I'm preparing for an exam and, looking at older exams I stumbled across this question:
Compute $gcd(a(x), b(x))$ where $a(x) = x^3+x+2$ and $b(x)=x^2+x+1$ And the solution is $x+3$
So, I know that the procedure of this, using Euclid's algorithm is: $\gcd(a,b)$ becomes $\gcd(R_{x^2+x+1}(x^3+x+2))$ But how would I compute $x^3+x+2 \equiv x+3 $ (mod $x^2+x+1$)?
Polynomial long division yields $(x^3+x+2)=(x^2+x+1)(x-1)+x+3$:
$$\begin{align}& \underline{x-1}\\ x^2+x+1&)x^3+x+2\\ &\underline{x^3+x^2+x} \\ &&-x^2+2\\ &&\underline{-x^2-x-1}\\ &&x+3 \end{align}$$
To compute $\,a\bmod b\,$ we can use the (Euclidean) polynomial division algorithm to divide $a$ by $b,\,$ which yields the remainder $ =a\bmod b,\,$ same as for integers.

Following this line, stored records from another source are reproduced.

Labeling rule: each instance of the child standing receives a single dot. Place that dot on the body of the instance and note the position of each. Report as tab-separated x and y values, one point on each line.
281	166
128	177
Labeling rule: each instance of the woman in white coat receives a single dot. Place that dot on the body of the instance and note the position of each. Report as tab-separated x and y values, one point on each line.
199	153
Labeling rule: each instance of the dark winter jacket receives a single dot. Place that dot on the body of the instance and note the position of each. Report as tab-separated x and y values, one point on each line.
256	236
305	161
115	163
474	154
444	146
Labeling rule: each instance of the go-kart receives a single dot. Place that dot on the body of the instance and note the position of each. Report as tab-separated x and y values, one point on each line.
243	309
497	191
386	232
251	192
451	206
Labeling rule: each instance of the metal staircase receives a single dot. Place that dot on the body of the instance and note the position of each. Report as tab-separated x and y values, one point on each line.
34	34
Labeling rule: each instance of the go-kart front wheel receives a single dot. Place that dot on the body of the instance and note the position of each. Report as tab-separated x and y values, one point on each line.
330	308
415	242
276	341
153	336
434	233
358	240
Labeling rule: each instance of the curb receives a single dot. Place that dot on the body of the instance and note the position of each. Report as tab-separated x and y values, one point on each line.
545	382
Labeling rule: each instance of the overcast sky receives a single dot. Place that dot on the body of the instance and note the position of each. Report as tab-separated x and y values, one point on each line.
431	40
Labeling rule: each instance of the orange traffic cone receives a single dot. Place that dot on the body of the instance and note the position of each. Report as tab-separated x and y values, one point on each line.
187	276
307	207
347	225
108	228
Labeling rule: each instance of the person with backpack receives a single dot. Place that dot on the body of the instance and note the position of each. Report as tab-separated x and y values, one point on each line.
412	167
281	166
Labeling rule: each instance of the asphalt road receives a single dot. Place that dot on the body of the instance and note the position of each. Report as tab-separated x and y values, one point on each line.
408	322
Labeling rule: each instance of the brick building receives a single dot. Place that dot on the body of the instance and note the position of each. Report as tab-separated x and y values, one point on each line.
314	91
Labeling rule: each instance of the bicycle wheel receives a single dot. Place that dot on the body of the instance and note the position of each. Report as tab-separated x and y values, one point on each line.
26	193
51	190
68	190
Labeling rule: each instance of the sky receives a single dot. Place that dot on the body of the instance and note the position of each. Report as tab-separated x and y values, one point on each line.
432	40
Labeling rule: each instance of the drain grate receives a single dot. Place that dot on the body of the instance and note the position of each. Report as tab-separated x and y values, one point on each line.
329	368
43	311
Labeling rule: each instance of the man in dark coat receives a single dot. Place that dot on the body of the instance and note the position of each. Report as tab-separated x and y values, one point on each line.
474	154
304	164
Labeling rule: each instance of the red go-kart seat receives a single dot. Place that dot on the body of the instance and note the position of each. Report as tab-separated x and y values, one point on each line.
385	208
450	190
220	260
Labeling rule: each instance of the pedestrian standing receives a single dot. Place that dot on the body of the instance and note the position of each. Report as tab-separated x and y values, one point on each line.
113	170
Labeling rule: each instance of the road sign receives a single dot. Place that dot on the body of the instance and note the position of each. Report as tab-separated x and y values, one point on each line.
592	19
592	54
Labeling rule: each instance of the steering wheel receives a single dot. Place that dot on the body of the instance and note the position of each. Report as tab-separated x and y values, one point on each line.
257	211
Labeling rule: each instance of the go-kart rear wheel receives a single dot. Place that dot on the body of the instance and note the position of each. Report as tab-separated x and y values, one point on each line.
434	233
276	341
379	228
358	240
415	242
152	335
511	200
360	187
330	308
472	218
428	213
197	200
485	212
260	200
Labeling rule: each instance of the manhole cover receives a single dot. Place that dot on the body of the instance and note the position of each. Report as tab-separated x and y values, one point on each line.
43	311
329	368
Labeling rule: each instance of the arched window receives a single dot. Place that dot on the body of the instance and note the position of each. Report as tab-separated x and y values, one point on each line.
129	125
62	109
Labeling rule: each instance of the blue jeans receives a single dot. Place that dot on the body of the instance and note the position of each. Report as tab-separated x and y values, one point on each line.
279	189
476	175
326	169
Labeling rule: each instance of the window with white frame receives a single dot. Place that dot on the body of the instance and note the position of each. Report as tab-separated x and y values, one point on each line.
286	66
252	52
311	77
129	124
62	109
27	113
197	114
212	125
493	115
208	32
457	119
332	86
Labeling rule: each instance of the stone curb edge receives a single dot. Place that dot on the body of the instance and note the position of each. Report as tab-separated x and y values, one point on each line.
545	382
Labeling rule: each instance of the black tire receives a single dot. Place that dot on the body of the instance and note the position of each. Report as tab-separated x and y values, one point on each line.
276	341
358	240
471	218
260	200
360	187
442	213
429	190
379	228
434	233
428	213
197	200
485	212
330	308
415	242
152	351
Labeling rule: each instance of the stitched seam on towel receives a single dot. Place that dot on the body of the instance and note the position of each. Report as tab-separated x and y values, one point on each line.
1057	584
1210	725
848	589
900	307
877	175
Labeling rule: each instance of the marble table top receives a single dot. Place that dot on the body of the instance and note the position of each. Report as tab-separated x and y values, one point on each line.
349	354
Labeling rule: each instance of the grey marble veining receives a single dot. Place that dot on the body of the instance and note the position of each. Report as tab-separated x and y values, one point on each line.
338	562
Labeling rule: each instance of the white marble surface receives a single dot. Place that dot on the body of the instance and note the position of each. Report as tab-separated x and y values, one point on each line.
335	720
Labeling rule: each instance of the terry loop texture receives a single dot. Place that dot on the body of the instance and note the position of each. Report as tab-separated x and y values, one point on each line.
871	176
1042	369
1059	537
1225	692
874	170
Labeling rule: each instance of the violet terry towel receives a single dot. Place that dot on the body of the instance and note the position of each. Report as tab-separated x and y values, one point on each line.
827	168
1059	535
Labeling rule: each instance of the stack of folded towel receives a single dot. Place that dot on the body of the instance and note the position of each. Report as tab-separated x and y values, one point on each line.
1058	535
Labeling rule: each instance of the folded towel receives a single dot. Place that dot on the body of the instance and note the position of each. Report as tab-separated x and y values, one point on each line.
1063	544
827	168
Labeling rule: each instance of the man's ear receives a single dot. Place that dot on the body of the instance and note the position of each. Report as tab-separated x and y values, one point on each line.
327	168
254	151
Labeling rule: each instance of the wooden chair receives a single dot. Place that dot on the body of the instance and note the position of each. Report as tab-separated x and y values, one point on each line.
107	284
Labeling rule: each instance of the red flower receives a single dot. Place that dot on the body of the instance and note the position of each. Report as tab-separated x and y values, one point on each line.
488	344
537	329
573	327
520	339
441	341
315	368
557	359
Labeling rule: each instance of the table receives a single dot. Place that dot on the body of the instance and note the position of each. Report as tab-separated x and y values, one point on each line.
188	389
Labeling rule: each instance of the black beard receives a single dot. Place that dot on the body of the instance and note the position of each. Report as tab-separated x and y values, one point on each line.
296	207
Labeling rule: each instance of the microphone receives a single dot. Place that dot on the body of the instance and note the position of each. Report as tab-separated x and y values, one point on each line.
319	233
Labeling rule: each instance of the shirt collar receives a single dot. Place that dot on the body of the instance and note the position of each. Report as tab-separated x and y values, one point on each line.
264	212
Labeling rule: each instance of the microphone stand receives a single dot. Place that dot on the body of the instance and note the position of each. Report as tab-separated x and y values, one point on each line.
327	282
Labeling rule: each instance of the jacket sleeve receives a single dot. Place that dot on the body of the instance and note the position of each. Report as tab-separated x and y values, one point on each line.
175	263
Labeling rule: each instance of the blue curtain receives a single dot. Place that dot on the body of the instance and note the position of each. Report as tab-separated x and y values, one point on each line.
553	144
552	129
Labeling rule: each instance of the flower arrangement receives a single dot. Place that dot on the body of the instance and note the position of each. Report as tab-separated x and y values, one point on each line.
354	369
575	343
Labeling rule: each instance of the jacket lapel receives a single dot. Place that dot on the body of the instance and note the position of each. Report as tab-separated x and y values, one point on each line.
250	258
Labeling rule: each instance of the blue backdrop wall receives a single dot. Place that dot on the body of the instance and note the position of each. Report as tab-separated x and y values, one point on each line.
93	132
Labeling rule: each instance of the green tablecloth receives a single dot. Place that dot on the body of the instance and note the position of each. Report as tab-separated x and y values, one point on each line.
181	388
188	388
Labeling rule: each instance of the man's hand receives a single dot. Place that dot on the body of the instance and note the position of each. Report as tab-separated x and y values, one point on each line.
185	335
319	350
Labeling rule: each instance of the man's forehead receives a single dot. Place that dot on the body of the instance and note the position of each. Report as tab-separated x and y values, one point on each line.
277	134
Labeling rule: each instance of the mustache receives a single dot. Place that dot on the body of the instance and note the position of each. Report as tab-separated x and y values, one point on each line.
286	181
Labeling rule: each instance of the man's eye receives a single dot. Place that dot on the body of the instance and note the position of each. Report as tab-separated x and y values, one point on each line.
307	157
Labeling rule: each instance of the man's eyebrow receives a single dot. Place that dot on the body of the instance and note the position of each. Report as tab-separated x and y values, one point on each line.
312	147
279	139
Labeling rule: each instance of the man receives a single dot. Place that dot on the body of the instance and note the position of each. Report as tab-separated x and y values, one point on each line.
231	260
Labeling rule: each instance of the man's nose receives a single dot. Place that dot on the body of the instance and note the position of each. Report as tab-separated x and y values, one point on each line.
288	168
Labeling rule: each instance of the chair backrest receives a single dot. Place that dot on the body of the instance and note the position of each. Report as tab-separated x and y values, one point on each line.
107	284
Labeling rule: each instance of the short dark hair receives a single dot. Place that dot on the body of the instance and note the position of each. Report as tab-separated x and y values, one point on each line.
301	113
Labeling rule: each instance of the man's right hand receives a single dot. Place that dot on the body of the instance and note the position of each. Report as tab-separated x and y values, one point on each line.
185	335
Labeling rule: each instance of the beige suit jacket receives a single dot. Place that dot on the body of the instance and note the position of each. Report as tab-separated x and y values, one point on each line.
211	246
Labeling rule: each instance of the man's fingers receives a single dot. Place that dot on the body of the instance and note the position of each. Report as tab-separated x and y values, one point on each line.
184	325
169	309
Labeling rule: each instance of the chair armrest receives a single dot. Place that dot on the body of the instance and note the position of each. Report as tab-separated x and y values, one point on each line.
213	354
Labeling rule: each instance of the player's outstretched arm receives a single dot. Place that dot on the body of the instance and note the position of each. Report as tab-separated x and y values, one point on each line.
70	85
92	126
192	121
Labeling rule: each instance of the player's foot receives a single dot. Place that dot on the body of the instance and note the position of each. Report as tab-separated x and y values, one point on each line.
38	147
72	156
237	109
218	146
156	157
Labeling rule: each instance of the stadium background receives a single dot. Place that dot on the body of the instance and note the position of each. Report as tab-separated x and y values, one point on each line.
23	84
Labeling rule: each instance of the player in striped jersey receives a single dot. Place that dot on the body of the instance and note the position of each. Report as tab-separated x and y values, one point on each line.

However here there is a nice optimization that is available. Namely we have $\,b\mid x^3-1\,$ therefore $\,a\bmod b = (a\bmod x^3\!-1)\bmod b.\,$ But computing $\bmod \color{#c00}{x^3\!-1}\,$ is easy since we can use the rewrite rule $\,\color{#c00}{x^3\equiv 1}\,\Rightarrow\, \color{#c00}x^{\color{#c00}3n}\equiv \color{#c00}1^n\equiv 1\,$ to quickly reduce every polynomial to one of degree $\le 2,\,$ e.g. your $\,a = \color{#c00}{x^3}\!+\!x\!+\!2$ $\equiv \color{#c00}1\!+\!x\!+\!2$ $\equiv x\!+\!3.\,$ This is a special case of the method of simpler multiples.